Hi, we were running neo4j 4.0.2-enterprise in a development Amazon EKS cluster for some time.
I tore the cluster down and tried to rebuild it, this time bumping the container up to 4.1.1-enterprise.
This is what happens in the neo4j logs:
Changed password for user 'neo4j'.
Directories in use:
home: /var/lib/neo4j
config: /var/lib/neo4j/conf
logs: /var/lib/neo4j/logs/
plugins: /var/lib/neo4j/plugins
import: /var/lib/neo4j/import
data: /var/lib/neo4j/data
certificates: /var/lib/neo4j/certificates
run: /var/lib/neo4j/run
Starting Neo4j.
2020-07-16 21:42:00.784+0000 WARN Unrecognized setting. No declared setting with name: PORT.7687.TCP.PORT
2020-07-16 21:42:00.795+0000 WARN Unrecognized setting. No declared setting with name: PORT.7474.TCP.ADDR
2020-07-16 21:42:00.795+0000 WARN Unrecognized setting. No declared setting with name: PORT.7687.TCP.PROTO
2020-07-16 21:42:00.795+0000 WARN Unrecognized setting. No declared setting with name: SERVICE.PORT.BROWSER
2020-07-16 21:42:00.796+0000 WARN Unrecognized setting. No declared setting with name: PORT.7474.TCP.PROTO
2020-07-16 21:42:00.796+0000 WARN Unrecognized setting. No declared setting with name: PORT
2020-07-16 21:42:00.796+0000 WARN Unrecognized setting. No declared setting with name: PORT.7474.TCP.PORT
2020-07-16 21:42:00.797+0000 WARN Unrecognized setting. No declared setting with name: PORT.7687.TCP.ADDR
2020-07-16 21:42:00.797+0000 WARN Unrecognized setting. No declared setting with name: PORT.7687.TCP
2020-07-16 21:42:00.797+0000 WARN Unrecognized setting. No declared setting with name: PORT.7474.TCP
2020-07-16 21:42:00.798+0000 WARN Unrecognized setting. No declared setting with name: SERVICE.PORT
2020-07-16 21:42:00.798+0000 WARN Unrecognized setting. No declared setting with name: SERVICE.PORT.BOLT
2020-07-16 21:42:00.798+0000 WARN Unrecognized setting. No declared setting with name: SERVICE.HOST
2020-07-16 21:42:00.801+0000 INFO Starting...

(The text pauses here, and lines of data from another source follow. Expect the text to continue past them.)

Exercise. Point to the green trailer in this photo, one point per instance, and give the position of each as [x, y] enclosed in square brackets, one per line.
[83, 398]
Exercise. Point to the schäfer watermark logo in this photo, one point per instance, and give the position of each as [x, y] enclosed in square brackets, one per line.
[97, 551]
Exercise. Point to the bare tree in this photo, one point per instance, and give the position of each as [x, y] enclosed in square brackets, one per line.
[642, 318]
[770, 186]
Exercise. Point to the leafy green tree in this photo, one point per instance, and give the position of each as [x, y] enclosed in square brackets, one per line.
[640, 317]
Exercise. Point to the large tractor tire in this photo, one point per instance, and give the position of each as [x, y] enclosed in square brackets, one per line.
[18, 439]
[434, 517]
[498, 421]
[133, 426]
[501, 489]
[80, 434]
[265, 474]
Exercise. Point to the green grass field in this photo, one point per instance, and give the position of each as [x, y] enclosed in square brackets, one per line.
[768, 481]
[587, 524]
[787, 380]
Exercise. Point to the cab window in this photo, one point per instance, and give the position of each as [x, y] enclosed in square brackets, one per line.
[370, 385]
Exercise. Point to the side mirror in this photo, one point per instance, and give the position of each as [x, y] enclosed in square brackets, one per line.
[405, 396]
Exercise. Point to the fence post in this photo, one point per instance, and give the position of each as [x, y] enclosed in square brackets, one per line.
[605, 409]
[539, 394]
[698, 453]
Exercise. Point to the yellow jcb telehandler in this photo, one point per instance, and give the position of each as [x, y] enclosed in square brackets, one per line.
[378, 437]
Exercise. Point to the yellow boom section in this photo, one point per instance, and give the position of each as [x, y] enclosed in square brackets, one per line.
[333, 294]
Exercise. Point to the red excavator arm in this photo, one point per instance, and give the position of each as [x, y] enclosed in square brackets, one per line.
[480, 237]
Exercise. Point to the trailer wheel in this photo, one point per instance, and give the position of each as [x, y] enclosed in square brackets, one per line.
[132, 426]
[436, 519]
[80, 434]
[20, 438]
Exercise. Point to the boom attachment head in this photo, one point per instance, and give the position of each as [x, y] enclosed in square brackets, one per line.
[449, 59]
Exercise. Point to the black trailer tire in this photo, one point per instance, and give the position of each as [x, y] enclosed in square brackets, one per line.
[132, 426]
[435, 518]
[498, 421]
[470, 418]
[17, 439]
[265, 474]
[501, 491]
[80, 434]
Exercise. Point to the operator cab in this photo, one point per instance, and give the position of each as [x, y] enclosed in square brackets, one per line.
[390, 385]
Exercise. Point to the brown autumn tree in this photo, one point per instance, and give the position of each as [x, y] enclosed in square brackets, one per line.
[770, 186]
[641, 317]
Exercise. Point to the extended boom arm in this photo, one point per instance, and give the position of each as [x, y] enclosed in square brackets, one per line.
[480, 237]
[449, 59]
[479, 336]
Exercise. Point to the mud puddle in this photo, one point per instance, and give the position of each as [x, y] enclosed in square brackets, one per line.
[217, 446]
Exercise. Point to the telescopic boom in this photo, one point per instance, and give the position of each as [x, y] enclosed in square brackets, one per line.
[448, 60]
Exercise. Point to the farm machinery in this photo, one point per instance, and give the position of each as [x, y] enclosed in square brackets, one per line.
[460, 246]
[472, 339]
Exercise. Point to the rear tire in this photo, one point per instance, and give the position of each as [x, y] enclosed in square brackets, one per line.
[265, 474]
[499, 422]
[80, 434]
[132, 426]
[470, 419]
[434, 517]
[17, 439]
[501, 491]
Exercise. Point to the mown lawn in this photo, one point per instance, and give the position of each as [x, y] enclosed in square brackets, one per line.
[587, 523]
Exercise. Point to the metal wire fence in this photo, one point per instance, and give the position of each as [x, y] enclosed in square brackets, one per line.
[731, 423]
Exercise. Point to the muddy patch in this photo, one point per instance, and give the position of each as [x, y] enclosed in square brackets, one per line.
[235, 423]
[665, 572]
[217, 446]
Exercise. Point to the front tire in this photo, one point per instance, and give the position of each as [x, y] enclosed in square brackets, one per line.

2020-07-16 21:42:05.876+0000 INFO ======== Neo4j 4.1.1 ========
2020-07-16 21:42:12.666+0000 ERROR Failed to start Neo4j on dbms.connector.http.listen_address, a socket address. If missing port or hostname it is acquired from dbms.default_listen_address. Error starting Neo4j database server at /data/databases
java.lang.RuntimeException: Error starting Neo4j database server at /data/databases
at org.neo4j.graphdb.facade.DatabaseManagementServiceFactory.startDatabaseServer(DatabaseManagementServiceFactory.java:198)
at org.neo4j.graphdb.facade.DatabaseManagementServiceFactory.build(DatabaseManagementServiceFactory.java:158)

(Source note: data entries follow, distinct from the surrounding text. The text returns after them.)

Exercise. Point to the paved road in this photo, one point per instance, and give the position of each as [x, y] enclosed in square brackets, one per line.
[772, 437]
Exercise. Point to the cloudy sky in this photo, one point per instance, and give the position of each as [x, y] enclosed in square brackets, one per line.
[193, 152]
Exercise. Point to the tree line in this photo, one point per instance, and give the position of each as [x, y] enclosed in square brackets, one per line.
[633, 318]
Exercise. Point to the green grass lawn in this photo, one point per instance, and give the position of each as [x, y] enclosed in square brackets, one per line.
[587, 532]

at com.neo4j.server.enterprise.EnterpriseManagementServiceFactory.createManagementService(EnterpriseManagementServiceFactory.java:38)
at com.neo4j.server.enterprise.EnterpriseBootstrapper.createNeo(EnterpriseBootstrapper.java:20)
at org.neo4j.server.NeoBootstrapper.start(NeoBootstrapper.java:117)
at org.neo4j.server.NeoBootstrapper.start(NeoBootstrapper.java:87)
at com.neo4j.server.enterprise.EnterpriseEntryPoint.main(EnterpriseEntryPoint.java:25)
Caused by: org.neo4j.kernel.lifecycle.LifecycleException: Component 'com.neo4j.dbms.StandaloneDbmsReconcilerModule@7f977fba' was successfully initialized, but failed to start. Please see the attached cause exception "Transaction logs are missing and recovery is not possible.".
at org.neo4j.kernel.lifecycle.LifeSupport$LifecycleInstance.start(LifeSupport.java:463)
at org.neo4j.kernel.lifecycle.LifeSupport.start(LifeSupport.java:110)
at org.neo4j.graphdb.facade.DatabaseManagementServiceFactory.startDatabaseServer(DatabaseManagementServiceFactory.java:189)
... 6 more
Caused by: org.neo4j.dbms.api.DatabaseManagementException: A triggered DbmsReconciler job failed with the following cause
at com.neo4j.dbms.ReconcilerResult.join(ReconcilerResult.java:57)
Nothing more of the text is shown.